Para o segundo “set” da noite ficou reservado o norte-americano Matt Wilson Quartet. Começou com um inusitado “drum roll” por Wilson, espécie de gesto circense a anunciar o arranque da performance. A banda liderada pelo baterista Wilson junta Jeff Lederer (saxofones), Kirk Knufke (trompete) e Chris Lightcap (contrabaixo) – todos músicos com trabalho reconhecido no jazz contemporâneo, em nome próprio ou na condição de “sidemen”. O quarteto apresentou um jazz maduro mas aceso, com intervenções marcantes, sobretudo por parte dos sopros. O baterista também se fez notar, com intervenções precisas. O concerto abriu com “Arts & Crafts” (do disco homónimo, de 2001), seguindo-se um conjunto de temas fortes, interpretados com alta intensidade. O tema “Pee Wee’s Blues”, homenagem a Pee Wee Russell, contou com o convidado surpresa Jon Irabagon (que tocaria com o seu grupo na noite seguinte), numa participação breve mas marcante. Para o final ficou “Man Bun” (poderemos referir semelhanças com o clássico juvenil “Blister in the Sun” dos Violent Femmes?). Wilson, sobretudo na parte final, também se mostrou muito comunicativo com o público, exibindo um bom humor.


Jon Irabagon [Fotografia: Jorge Monjardino]
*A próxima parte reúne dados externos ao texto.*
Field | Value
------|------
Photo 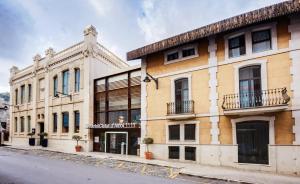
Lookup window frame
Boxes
[224,22,277,60]
[28,84,32,102]
[62,70,69,95]
[168,124,180,141]
[168,146,180,159]
[62,112,69,133]
[27,116,31,133]
[53,75,58,97]
[228,34,246,58]
[184,124,196,141]
[53,113,57,133]
[20,116,25,133]
[164,44,198,64]
[74,111,80,133]
[252,29,272,53]
[74,68,80,93]
[20,85,25,104]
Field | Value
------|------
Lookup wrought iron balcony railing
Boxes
[222,88,290,110]
[167,100,194,115]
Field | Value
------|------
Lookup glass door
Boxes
[105,132,128,155]
[175,78,189,113]
[239,66,261,108]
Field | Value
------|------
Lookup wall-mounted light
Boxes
[143,73,158,89]
[54,91,72,100]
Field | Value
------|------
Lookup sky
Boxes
[0,0,285,93]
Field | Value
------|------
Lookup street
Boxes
[0,148,192,184]
[0,147,238,184]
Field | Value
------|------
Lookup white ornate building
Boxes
[9,25,128,152]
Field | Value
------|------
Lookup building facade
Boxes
[127,1,300,175]
[0,98,9,144]
[9,25,128,152]
[92,66,141,155]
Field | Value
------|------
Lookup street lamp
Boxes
[54,91,72,100]
[143,73,158,89]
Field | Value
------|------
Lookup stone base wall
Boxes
[148,144,300,175]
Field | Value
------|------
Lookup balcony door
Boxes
[239,65,261,108]
[175,78,189,113]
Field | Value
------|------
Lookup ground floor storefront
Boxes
[92,127,140,156]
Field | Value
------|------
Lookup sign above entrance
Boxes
[87,123,140,129]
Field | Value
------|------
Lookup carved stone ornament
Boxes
[83,49,90,57]
[33,54,41,62]
[45,48,55,58]
[83,25,98,36]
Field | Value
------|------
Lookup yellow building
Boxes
[127,1,300,175]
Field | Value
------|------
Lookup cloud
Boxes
[137,0,286,43]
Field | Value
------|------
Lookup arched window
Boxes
[74,68,80,92]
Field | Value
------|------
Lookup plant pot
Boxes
[41,139,48,147]
[29,138,35,146]
[144,152,153,160]
[75,145,82,152]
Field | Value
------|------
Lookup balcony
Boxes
[166,100,195,120]
[222,88,290,115]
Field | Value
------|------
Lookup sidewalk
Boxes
[5,145,300,184]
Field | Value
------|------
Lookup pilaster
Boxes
[289,15,300,145]
[140,58,147,156]
[208,37,220,144]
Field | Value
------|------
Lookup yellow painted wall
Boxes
[145,18,294,146]
[274,111,294,144]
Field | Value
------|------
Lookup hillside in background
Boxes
[0,92,10,102]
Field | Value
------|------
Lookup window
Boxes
[185,147,196,161]
[53,76,58,97]
[228,35,246,58]
[169,146,180,159]
[20,85,25,104]
[169,125,180,140]
[39,78,45,100]
[252,29,271,53]
[15,89,18,105]
[20,117,24,133]
[184,124,196,140]
[27,116,31,133]
[53,113,57,133]
[167,52,179,61]
[182,48,196,58]
[74,111,80,133]
[62,112,69,133]
[14,117,18,132]
[74,68,80,92]
[62,70,69,95]
[28,84,32,102]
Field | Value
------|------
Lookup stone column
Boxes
[140,58,148,157]
[9,66,19,143]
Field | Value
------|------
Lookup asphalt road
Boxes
[0,149,191,184]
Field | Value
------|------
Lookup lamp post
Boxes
[143,73,158,89]
[54,91,72,100]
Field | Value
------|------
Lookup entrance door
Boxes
[39,123,44,145]
[105,132,127,155]
[236,121,269,164]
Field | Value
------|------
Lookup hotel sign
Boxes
[87,123,140,129]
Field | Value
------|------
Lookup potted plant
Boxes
[27,132,35,146]
[143,137,154,160]
[72,135,82,152]
[38,132,48,147]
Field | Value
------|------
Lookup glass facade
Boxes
[62,70,69,95]
[94,70,141,124]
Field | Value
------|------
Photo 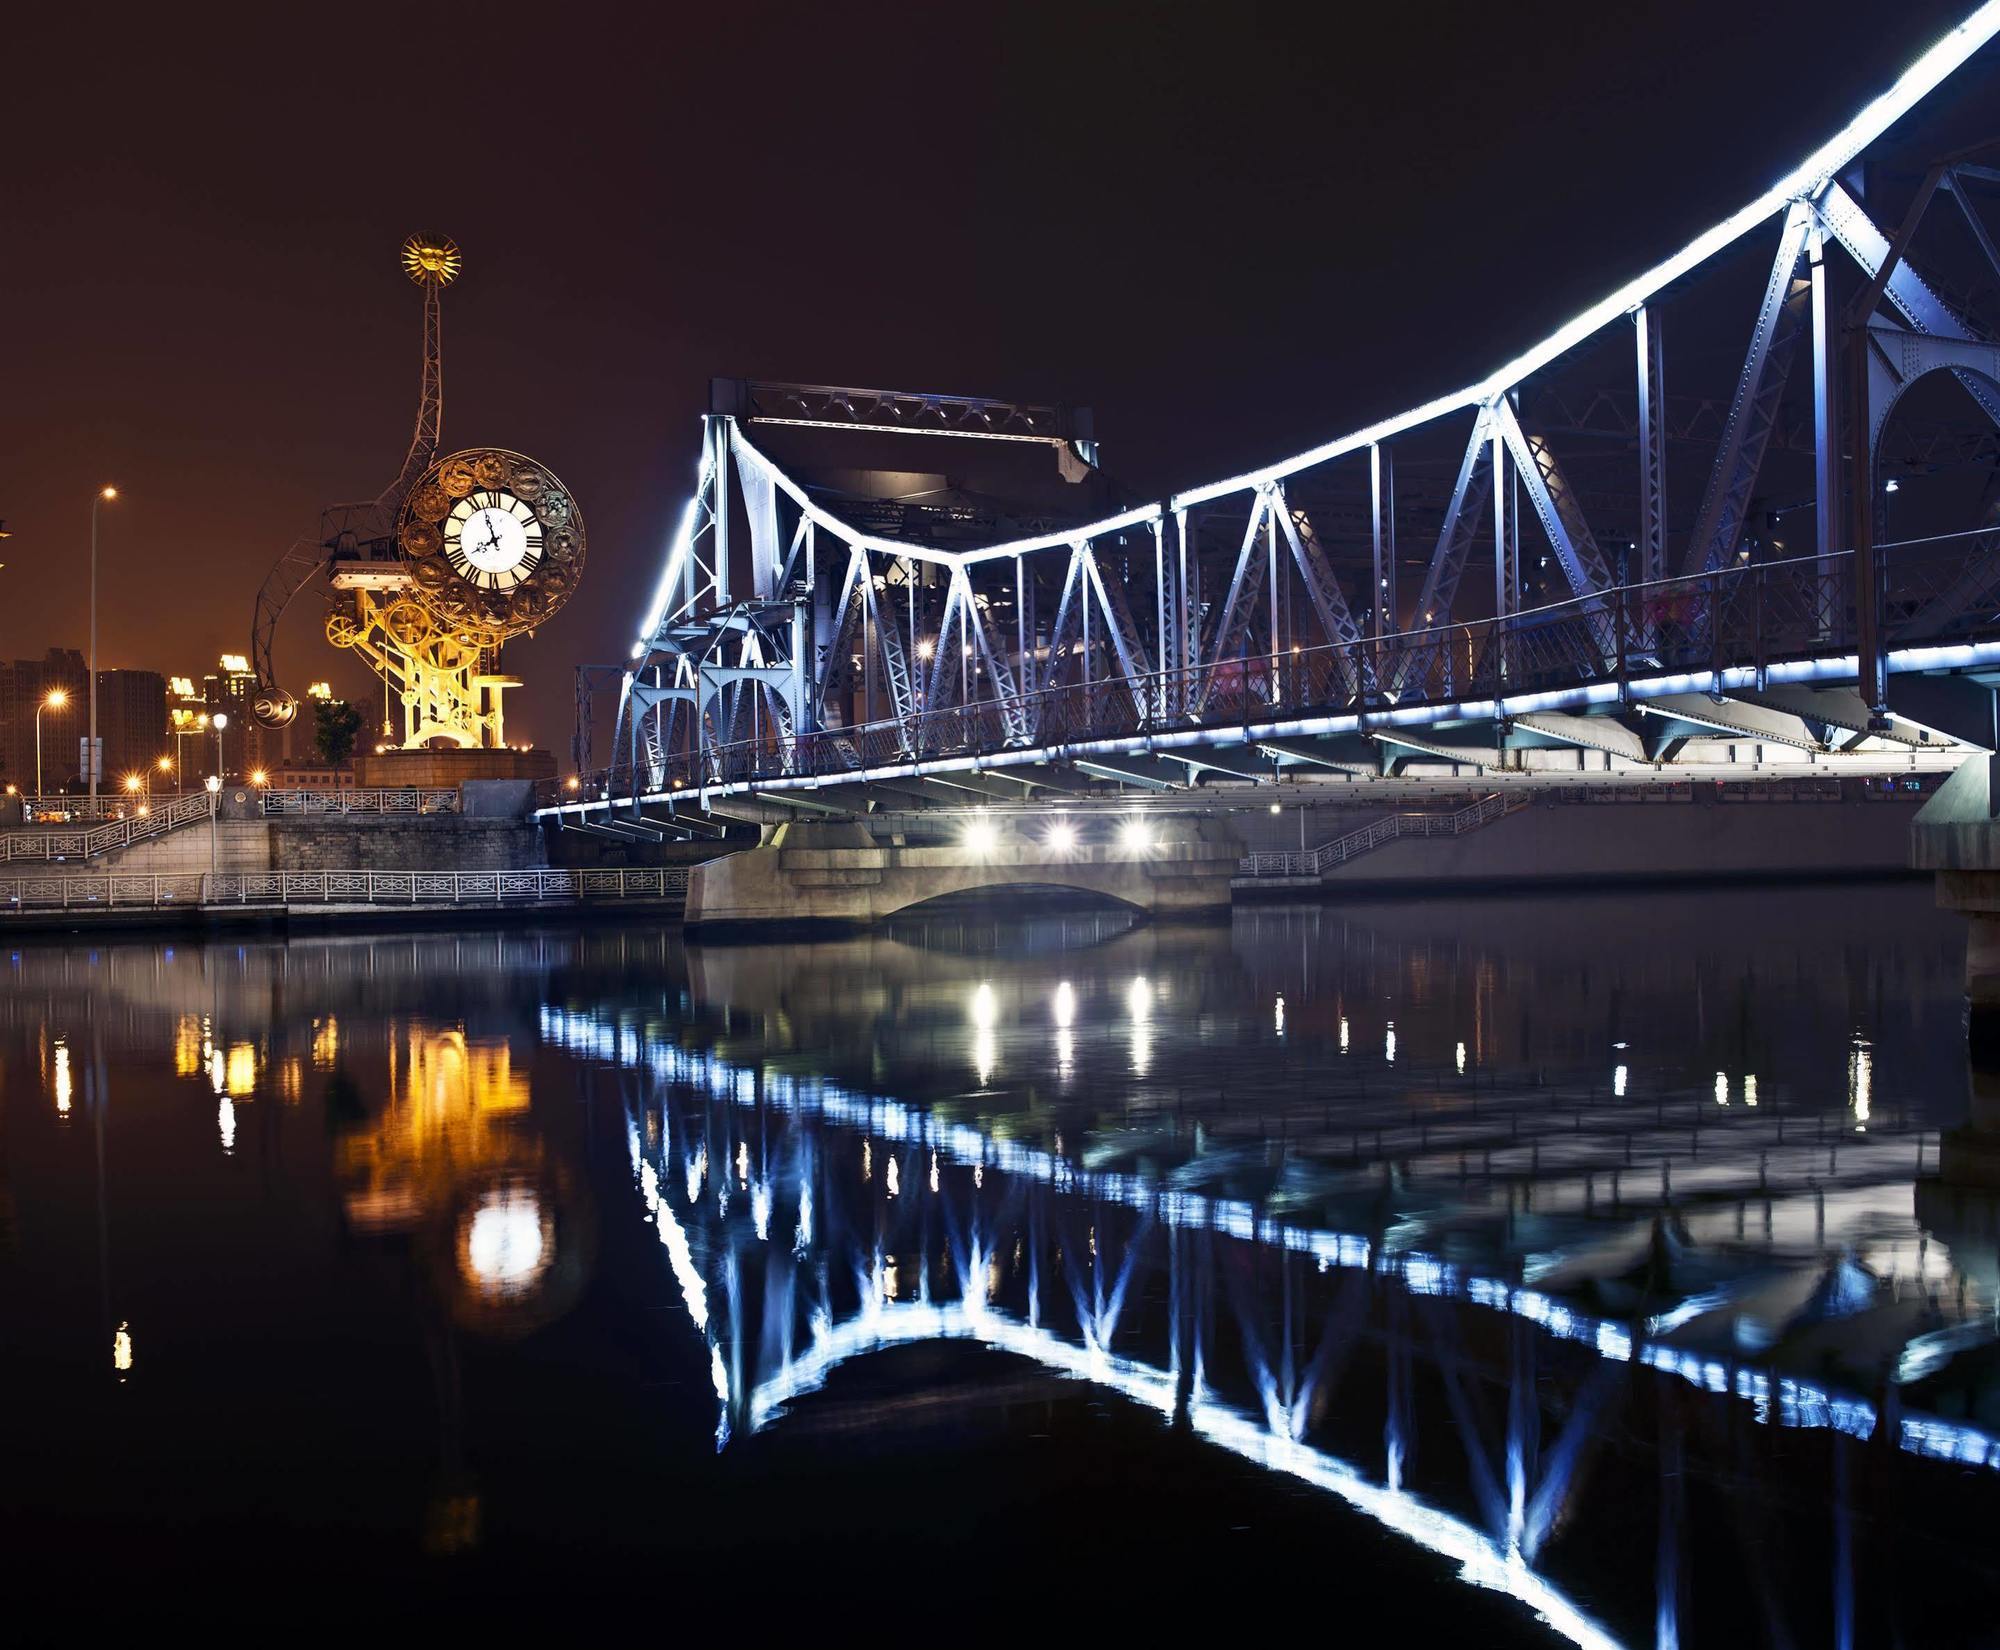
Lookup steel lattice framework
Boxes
[585,9,2000,819]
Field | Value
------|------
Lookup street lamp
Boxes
[88,485,117,805]
[35,689,70,799]
[157,755,175,797]
[205,773,221,884]
[211,712,228,785]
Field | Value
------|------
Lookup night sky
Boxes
[3,0,1988,752]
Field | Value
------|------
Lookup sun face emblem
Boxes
[401,235,463,287]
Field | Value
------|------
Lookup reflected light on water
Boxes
[1715,1071,1730,1106]
[1274,994,1286,1037]
[225,1043,256,1098]
[112,1321,132,1379]
[972,982,997,1084]
[886,1157,900,1198]
[1745,1074,1759,1106]
[1052,981,1076,1027]
[1385,1022,1396,1064]
[1455,1040,1466,1075]
[218,1096,236,1154]
[1851,1035,1873,1131]
[1339,1015,1349,1053]
[464,1186,548,1298]
[1613,1064,1628,1098]
[1128,977,1153,1075]
[52,1037,71,1118]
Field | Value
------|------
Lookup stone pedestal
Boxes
[355,746,556,789]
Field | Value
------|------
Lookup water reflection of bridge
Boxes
[539,971,2000,1649]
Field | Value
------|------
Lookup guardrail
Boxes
[1239,791,1525,879]
[3,788,468,863]
[0,866,688,913]
[258,789,458,815]
[1,791,214,862]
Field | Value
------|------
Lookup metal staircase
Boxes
[2,791,215,863]
[1238,790,1529,879]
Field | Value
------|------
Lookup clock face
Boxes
[444,491,543,589]
[397,448,586,640]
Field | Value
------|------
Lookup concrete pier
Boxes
[1913,757,2000,1065]
[682,817,1242,928]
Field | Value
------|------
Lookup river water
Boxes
[3,884,1996,1643]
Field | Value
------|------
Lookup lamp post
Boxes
[205,774,221,887]
[211,712,228,786]
[157,755,175,797]
[35,689,70,799]
[88,485,117,805]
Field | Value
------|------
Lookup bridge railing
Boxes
[585,535,1995,802]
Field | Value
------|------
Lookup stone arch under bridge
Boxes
[682,818,1242,928]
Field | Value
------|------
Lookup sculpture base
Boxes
[355,746,556,790]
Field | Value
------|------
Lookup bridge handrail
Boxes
[573,530,1999,808]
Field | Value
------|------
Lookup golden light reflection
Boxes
[173,1015,202,1078]
[311,1016,339,1071]
[225,1043,257,1098]
[338,1024,585,1338]
[112,1321,133,1378]
[53,1037,72,1118]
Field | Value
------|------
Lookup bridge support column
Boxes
[1915,758,2000,1185]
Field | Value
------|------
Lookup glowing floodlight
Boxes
[1047,818,1076,853]
[1119,818,1152,854]
[964,817,998,856]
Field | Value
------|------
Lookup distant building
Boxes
[0,648,88,793]
[201,653,277,781]
[95,669,168,791]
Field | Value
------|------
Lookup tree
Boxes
[312,698,364,792]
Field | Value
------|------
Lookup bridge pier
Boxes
[1913,755,2000,1063]
[683,816,1242,929]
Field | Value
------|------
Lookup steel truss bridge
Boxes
[550,9,2000,830]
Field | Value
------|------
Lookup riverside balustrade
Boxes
[0,866,688,913]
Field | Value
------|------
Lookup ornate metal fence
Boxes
[0,866,688,912]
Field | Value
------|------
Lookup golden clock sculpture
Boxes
[325,445,584,750]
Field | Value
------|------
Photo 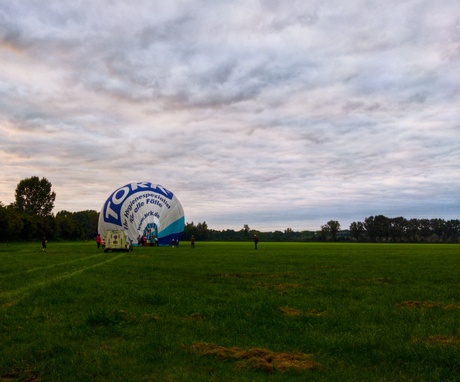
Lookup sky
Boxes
[1,0,459,232]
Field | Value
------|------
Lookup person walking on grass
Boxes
[191,235,195,248]
[254,234,259,250]
[42,237,47,252]
[96,234,102,249]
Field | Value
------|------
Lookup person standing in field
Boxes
[254,234,259,250]
[191,235,195,248]
[96,234,102,249]
[41,237,47,252]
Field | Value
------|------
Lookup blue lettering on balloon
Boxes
[102,182,174,226]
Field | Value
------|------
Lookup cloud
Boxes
[0,0,459,231]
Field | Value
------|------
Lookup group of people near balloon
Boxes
[95,233,178,248]
[98,182,185,249]
[137,234,159,247]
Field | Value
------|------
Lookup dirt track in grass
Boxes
[186,342,322,373]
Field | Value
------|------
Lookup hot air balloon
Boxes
[98,182,184,246]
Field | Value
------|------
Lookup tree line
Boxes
[0,176,99,242]
[1,176,459,243]
[183,217,460,243]
[348,215,460,243]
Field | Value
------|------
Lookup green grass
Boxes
[0,241,459,381]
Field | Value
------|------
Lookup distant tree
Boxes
[349,221,365,241]
[39,215,57,240]
[0,203,23,241]
[182,221,197,240]
[321,220,341,241]
[19,214,38,240]
[374,215,390,242]
[419,219,432,242]
[389,217,407,242]
[183,221,209,241]
[300,230,317,241]
[72,210,99,239]
[430,218,446,242]
[271,230,284,241]
[406,219,420,242]
[445,219,460,243]
[56,211,84,240]
[243,224,250,236]
[218,229,239,241]
[364,216,377,242]
[284,227,294,241]
[14,176,56,217]
[196,221,209,241]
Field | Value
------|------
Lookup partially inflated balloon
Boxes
[98,182,184,246]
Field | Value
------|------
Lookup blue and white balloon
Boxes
[98,181,184,246]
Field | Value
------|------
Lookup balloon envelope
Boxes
[98,182,184,246]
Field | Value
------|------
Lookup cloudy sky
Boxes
[1,1,459,231]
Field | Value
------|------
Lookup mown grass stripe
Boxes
[0,253,125,307]
[0,253,107,279]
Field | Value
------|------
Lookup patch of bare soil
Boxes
[366,277,394,284]
[275,282,304,290]
[206,272,266,279]
[279,306,327,317]
[268,272,299,278]
[1,372,40,381]
[414,334,460,348]
[186,342,322,373]
[183,312,205,321]
[341,277,394,284]
[252,282,305,294]
[396,301,460,310]
[141,313,160,321]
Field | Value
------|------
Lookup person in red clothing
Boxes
[254,235,259,250]
[96,234,102,249]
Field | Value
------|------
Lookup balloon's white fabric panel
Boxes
[98,182,184,245]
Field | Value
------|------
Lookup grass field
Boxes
[0,241,459,381]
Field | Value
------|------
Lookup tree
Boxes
[182,221,197,241]
[243,224,250,238]
[14,176,56,216]
[389,217,407,242]
[322,220,341,241]
[0,203,23,241]
[445,219,460,243]
[406,219,420,242]
[19,214,38,240]
[430,218,446,242]
[271,230,284,241]
[72,210,99,239]
[196,221,209,241]
[419,219,432,242]
[364,216,377,242]
[374,215,390,242]
[56,211,84,240]
[284,227,295,241]
[349,221,365,241]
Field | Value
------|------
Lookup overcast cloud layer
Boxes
[1,0,459,231]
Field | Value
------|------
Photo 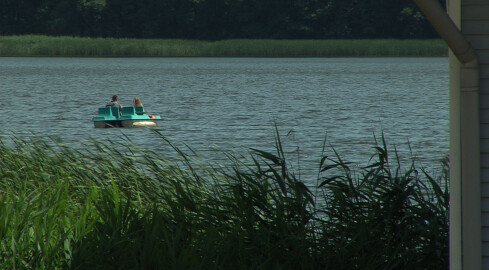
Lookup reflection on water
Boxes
[0,57,448,180]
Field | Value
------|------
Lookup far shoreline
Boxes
[0,35,447,57]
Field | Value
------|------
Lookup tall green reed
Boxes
[316,134,448,269]
[0,130,448,269]
[0,35,447,57]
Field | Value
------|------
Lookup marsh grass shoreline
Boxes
[0,35,447,57]
[0,130,448,269]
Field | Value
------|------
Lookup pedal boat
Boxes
[93,106,162,128]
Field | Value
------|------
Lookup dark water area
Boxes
[0,57,448,180]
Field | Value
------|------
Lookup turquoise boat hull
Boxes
[93,106,162,128]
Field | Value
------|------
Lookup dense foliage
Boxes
[0,0,443,40]
[0,131,448,269]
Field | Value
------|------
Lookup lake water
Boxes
[0,57,448,179]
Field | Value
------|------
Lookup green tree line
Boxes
[0,0,442,40]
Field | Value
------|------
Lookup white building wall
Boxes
[461,0,489,268]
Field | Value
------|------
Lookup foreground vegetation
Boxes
[0,35,448,57]
[0,131,448,269]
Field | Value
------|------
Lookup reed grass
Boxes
[0,35,447,57]
[0,130,448,269]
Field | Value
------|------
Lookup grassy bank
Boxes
[0,35,447,57]
[0,131,448,269]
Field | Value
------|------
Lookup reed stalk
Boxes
[0,130,448,269]
[0,35,447,57]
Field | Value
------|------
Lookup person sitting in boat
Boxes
[133,97,143,107]
[106,95,122,115]
[133,97,146,115]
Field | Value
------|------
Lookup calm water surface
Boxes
[0,57,448,179]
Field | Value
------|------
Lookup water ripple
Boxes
[0,57,449,181]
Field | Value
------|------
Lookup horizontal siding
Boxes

O Angrajazz teve a sua conclusão na noite de sábado com uma dose dupla. De Cuba, Yilian Cañizares trouxe uma música latina pouco comum no programa do festival. Poucos dias antes, Cañizares tinha confessado na sua conta de Instagram que não fazia ideia onde iria tocar e que teve de ir ao Google Maps ver onde ficava o festival. Agora, muito provavelmente não esquecerá onde fica a Ilha Terceira. A actuação recolheu o maior aplauso de todo o festival e a cantora não se cansou de referir a simpatia das pessoas, as paisagens e, como não podia deixar de ser, a comida. Ainda que o jazz seja a mais aberta das músicas, disponível a todas as contaminações, a música de Cañizares não se enquadra propriamente na categoria, ainda que não se possa ignorar o sentimento desta música, impecavelmente executada e com alma. Cañizares, na voz e no violino, exibiu a sua qualidade técnica e muita elegância, apoiado por uma banda sólida e irrepreensível. O público respondeu com muito entusiasmo, naquele que terá sido o concerto favorito de todo o festival.

Esta 19ª edição não poderia terminar de melhor maneira. O Jon Irabagon Quartet foi responsável pela despedida e tratou de confirmar as elevadas expectativas. O saxofonista fez-se acompanhar por Luis Perdomo (piano), Yasushi Nakamura (contrabaixo) e Rudy Royston (bateria). Esperava-se que o concerto tivesse por base os temas do disco “Behind the Sun”, mas acabou por incluir temas novos de um álbum a ser publicado muito em breve, denominado “Dr. Quixotic’s Traveling Exotics”. O grupo exibiu um jazz fogoso, com o saxofone tenor enérgico de Irabagon sempre sustentado por uma secção rítmica trepidante. Na forma de um jazz contemporâneo e intenso, esta performance mostrou que o jazz actual, vivo e criativo tem lugar nos festivais e consegue chegar às pessoas.